The wirdz site used AJAX to provide much of the functionality and ease of use. This has been taken furthest so far with the Wordnet 2.1 based English Dictionary plus and Roget's Thesaurus.

When this blog started, some technical material of AJAX was promised. So here's a basic intro to start with.

The key to AJAX is that it allows interaction and updated content to be obtained from the back end web/application server without needing a full page refresh. This is what allows the update as you type feature of the itanda dictionary engine to work. It is also the approach behind rich feature applications such as google's online spreadsheet which has been launched in beta status.

The orchestration of the AJAX interaction takes place between javascript running in the browser and whatever active page technology is being used at the back end - this can be PHP, ASP, Java servlets/server pages, Ruby on Rails ... your choice.


The first step on the client/browser side is to create a HTTP request object. Here's the code used on itanda. You'll find variants of this elsewhere on the web. This works with most browsers.
var objReq;

function initialize() {
  try {
    objReq = new ActiveXObject("Msxml2.XMLHTTP");
  }
  catch(e) {
    try {
      objReq = new ActiveXObject("Microsoft.XMLHTTP");
    }
    catch(e2) {
      objReq = null;
    }
  }
  if (!objReq && typeof XMLHttpRequest!="undefined") {
    objReq = new XMLHttpRequest();
  }
}


Interaction takes place in two stages (a) sending a request and (b) processing the return. Here's some sample script:

/* Send request */
if (objReq != null) {
  objReq.onreadystatechange = processReturn;
  strRequest = "http://www.itanda.com/demo/ajaxDemo1.php"
  objReq.open("GET", strRequest, true);
  objReq.send(null);
}

/* Process return */
function processReturn() {
  if (objReq.readyState == 4) {
    if (objReq.status == 200) {
      if (objReq.responseText == "") {
        response.write(objReq.responseText);
      }
    }
  }
}  

In practice the original request will include some parameters and the return processing will be just a tad more sophisticated.

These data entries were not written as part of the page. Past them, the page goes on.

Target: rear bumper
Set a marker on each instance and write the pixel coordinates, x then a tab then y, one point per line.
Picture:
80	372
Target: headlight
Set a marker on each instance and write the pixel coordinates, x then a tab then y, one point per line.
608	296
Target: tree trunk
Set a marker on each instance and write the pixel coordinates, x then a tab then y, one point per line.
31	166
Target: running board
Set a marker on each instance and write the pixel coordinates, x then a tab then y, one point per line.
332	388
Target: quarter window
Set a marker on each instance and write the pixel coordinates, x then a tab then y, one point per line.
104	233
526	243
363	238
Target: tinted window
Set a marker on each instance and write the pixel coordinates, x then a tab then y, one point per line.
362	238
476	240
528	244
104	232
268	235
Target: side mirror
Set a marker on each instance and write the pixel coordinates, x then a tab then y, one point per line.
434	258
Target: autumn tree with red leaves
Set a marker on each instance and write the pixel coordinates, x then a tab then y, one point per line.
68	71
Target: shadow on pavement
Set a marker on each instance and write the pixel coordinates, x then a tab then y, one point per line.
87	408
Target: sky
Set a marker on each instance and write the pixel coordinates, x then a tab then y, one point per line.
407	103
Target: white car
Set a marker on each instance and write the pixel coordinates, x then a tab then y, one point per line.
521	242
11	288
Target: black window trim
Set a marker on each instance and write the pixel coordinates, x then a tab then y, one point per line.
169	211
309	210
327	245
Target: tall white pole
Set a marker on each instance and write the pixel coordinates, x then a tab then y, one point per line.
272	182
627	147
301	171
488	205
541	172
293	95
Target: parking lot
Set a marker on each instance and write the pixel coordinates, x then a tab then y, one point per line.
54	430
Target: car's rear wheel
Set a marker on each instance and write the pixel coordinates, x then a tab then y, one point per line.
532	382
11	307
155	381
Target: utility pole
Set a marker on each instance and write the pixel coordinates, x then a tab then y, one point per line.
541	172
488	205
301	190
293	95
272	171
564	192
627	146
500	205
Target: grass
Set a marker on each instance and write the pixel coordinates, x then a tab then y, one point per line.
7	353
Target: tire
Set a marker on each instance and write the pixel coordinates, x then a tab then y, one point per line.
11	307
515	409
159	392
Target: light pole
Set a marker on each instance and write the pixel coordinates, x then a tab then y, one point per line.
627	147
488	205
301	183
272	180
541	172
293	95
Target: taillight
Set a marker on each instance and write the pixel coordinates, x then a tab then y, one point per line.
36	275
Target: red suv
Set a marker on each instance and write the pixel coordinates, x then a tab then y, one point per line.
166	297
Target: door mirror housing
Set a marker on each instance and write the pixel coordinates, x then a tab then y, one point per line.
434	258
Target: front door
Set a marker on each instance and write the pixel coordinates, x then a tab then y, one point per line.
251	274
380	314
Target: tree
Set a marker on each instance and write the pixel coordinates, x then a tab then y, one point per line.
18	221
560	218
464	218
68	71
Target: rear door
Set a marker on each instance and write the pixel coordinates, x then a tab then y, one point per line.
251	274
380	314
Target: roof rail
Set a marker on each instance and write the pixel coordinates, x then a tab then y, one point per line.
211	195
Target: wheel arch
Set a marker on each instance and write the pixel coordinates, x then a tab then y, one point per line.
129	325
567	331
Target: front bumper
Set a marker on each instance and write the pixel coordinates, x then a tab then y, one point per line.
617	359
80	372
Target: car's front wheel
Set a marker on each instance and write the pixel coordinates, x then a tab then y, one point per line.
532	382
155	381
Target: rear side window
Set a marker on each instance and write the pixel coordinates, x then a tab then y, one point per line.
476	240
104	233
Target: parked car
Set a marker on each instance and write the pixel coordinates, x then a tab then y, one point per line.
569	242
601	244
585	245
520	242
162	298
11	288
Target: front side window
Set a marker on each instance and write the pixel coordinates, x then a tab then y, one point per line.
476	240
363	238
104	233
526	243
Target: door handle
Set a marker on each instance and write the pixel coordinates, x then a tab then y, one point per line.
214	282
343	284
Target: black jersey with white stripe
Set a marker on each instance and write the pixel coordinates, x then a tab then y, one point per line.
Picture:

To complete the picture, here's the classic example played out at the back end in PHP:
<?
echo "Greetings earthlings - we now call the shots" .
     " - forget bringing your leader" .
     " - he's got nothing worth saying!";
?>


And that's it folks ...


Wörterbuch Deutsch-Englisch (or German-English Dictionary)

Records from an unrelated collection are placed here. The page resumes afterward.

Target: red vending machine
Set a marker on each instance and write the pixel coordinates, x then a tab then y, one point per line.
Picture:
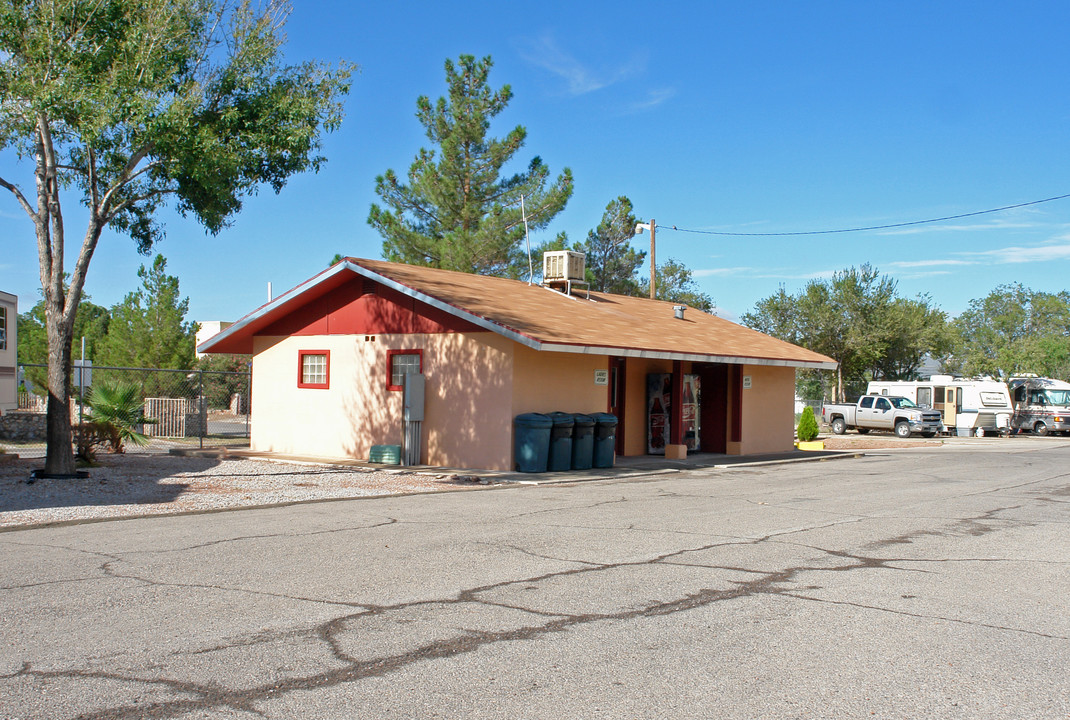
659	411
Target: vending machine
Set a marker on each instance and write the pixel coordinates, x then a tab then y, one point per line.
659	411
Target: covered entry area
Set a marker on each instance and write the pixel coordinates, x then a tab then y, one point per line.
675	408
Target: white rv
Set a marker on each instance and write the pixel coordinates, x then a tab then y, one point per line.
968	407
9	319
1041	404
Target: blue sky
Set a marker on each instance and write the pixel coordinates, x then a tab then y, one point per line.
733	117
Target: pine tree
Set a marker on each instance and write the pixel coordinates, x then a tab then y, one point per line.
612	262
148	328
457	211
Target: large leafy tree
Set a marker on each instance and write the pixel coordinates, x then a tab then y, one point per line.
458	211
90	323
675	285
612	263
149	328
1015	330
857	319
128	104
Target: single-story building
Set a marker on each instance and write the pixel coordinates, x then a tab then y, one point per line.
9	346
330	358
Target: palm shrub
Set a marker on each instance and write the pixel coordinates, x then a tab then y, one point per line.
117	410
808	426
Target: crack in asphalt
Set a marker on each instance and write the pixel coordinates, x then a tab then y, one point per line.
927	616
210	695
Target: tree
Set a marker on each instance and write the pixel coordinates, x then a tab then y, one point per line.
675	285
457	211
1015	330
857	319
914	328
91	323
133	103
612	263
148	330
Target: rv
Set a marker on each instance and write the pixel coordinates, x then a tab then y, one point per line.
9	341
968	407
1041	404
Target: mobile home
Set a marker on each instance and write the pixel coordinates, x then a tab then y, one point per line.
9	316
1041	404
968	407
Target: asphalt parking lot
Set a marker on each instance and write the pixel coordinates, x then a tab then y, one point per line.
917	582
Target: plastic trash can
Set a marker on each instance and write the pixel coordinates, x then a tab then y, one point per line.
583	441
532	442
561	442
605	439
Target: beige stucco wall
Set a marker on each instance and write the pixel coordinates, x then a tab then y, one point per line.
546	382
468	419
768	411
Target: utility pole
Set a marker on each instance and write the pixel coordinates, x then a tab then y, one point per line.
652	226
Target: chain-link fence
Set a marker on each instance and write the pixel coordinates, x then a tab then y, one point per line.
183	408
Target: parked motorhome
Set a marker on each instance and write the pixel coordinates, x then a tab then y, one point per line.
968	407
1041	404
9	341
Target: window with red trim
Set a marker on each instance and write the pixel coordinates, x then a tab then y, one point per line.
400	363
314	368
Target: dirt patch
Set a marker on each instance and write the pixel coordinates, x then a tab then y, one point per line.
134	485
871	441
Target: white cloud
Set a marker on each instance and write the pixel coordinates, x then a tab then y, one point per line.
928	263
580	78
654	97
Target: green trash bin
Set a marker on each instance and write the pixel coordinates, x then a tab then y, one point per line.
561	442
583	441
605	439
532	442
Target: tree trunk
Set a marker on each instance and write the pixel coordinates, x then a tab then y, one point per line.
59	456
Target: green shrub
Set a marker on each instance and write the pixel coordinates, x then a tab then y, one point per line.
808	426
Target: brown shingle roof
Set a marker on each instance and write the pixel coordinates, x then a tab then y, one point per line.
606	321
544	319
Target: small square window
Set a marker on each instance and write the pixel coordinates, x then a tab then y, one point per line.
314	368
401	363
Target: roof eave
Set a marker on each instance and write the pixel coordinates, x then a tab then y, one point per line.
696	357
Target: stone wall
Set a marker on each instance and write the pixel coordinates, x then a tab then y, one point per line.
23	426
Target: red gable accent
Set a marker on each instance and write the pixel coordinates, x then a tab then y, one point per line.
351	310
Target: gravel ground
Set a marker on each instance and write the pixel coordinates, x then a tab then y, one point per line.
135	485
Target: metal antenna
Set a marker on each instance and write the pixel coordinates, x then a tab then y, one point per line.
531	267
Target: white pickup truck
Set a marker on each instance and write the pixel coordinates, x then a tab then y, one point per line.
883	412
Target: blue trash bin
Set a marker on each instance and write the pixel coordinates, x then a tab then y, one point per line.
583	441
532	442
605	439
561	442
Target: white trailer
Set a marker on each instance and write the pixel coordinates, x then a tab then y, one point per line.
968	407
1041	404
9	340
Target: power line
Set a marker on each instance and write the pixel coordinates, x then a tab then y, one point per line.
872	227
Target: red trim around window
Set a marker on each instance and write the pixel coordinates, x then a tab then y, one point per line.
326	370
390	365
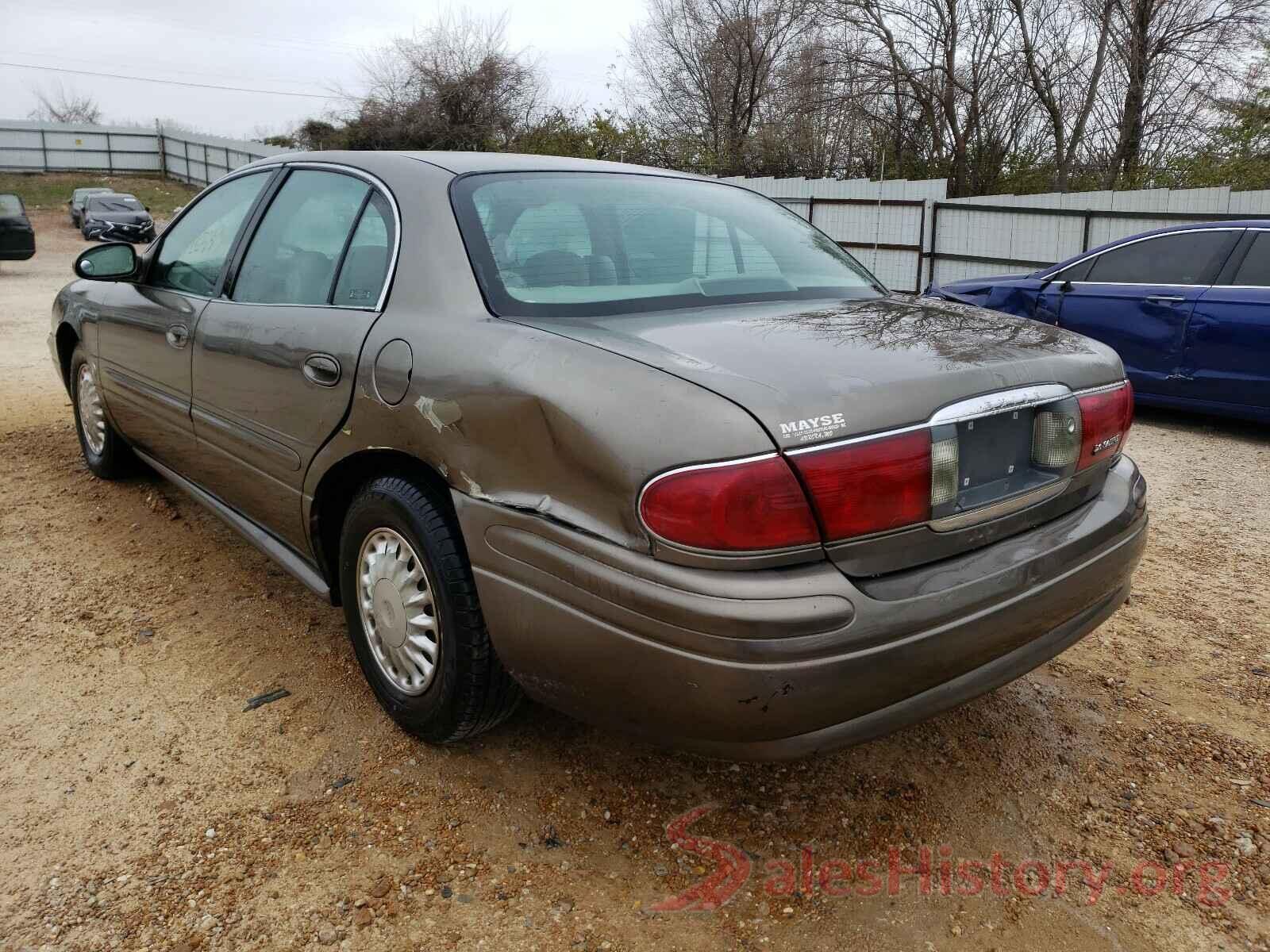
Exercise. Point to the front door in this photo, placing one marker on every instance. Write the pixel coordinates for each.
(276, 355)
(146, 328)
(1138, 298)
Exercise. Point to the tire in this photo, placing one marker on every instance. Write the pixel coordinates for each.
(106, 454)
(468, 691)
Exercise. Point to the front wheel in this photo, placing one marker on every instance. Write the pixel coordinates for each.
(414, 616)
(105, 451)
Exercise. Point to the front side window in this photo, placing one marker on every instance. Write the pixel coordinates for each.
(1255, 270)
(559, 244)
(1183, 258)
(298, 248)
(114, 203)
(194, 249)
(1077, 272)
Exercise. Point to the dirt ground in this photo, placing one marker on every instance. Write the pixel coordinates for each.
(141, 806)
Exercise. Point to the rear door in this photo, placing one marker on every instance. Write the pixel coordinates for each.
(145, 328)
(1137, 298)
(275, 357)
(1227, 352)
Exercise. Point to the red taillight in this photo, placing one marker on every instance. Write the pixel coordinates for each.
(1105, 420)
(752, 505)
(870, 486)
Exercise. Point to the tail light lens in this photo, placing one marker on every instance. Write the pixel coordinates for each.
(1056, 438)
(1105, 420)
(870, 486)
(752, 505)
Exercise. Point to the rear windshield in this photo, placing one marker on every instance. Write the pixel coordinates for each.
(584, 244)
(114, 203)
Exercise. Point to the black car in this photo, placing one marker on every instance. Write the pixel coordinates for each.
(79, 197)
(117, 217)
(17, 236)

The wirdz site now includes a German-English Dictionary with an English-German one to follow once a few gremlins in the source data are sorted out (well several hundred actually but mostly amenable to an automated fix).

Because of the growing number of dictionaries and related content, the left hand dictionary links menu is becoming unwieldy (schwerfällig or unhandlich according to the dictionary above).


Going forward, wirdz will include separate language variants, probably with a option selector at the top right of the screen. In the meantime, the German-English dictionary is not directly linked - so the reference above is its one chance to get spidered.

Friday, August 11, 2006

Wordnet and a dictionary search add-on for web pages

The wirdz dictionary site now includes the contents of WordNet 2.1 from 2005 Princeton University. In addition to standard dictionary contents, WordNet also includes extensive cross links between words/word groups.

On wirdz, the AJAX dictionary interface has been enhanced to allow backward and forward navigation of the links.

wirdz now also offers a dictionary search drop in for web sites similar to the ones from search engines. It looks like/works like this:







wirdz dictionary





Adding a link to a site simply involves adding the following html code:
<script src="http://www.wirdz.com/searchLink.php"
           type="text/javascript">
</script>
One good thing about itanda pages gerenated through the link is that because the keyword is passed as a query string (GET) parameter, this appears to be spotted by adsense and results in the advert links taking it into account. More varied/interesting links result since the wirdz dictionary pages, excluding the AJAX generated material, are by intention uncluttered and consequently are lacking in content which adsense can work on - the result is a fixation on dictionary or language related links - if google applied adsense to the main google page, much the same outcome would result.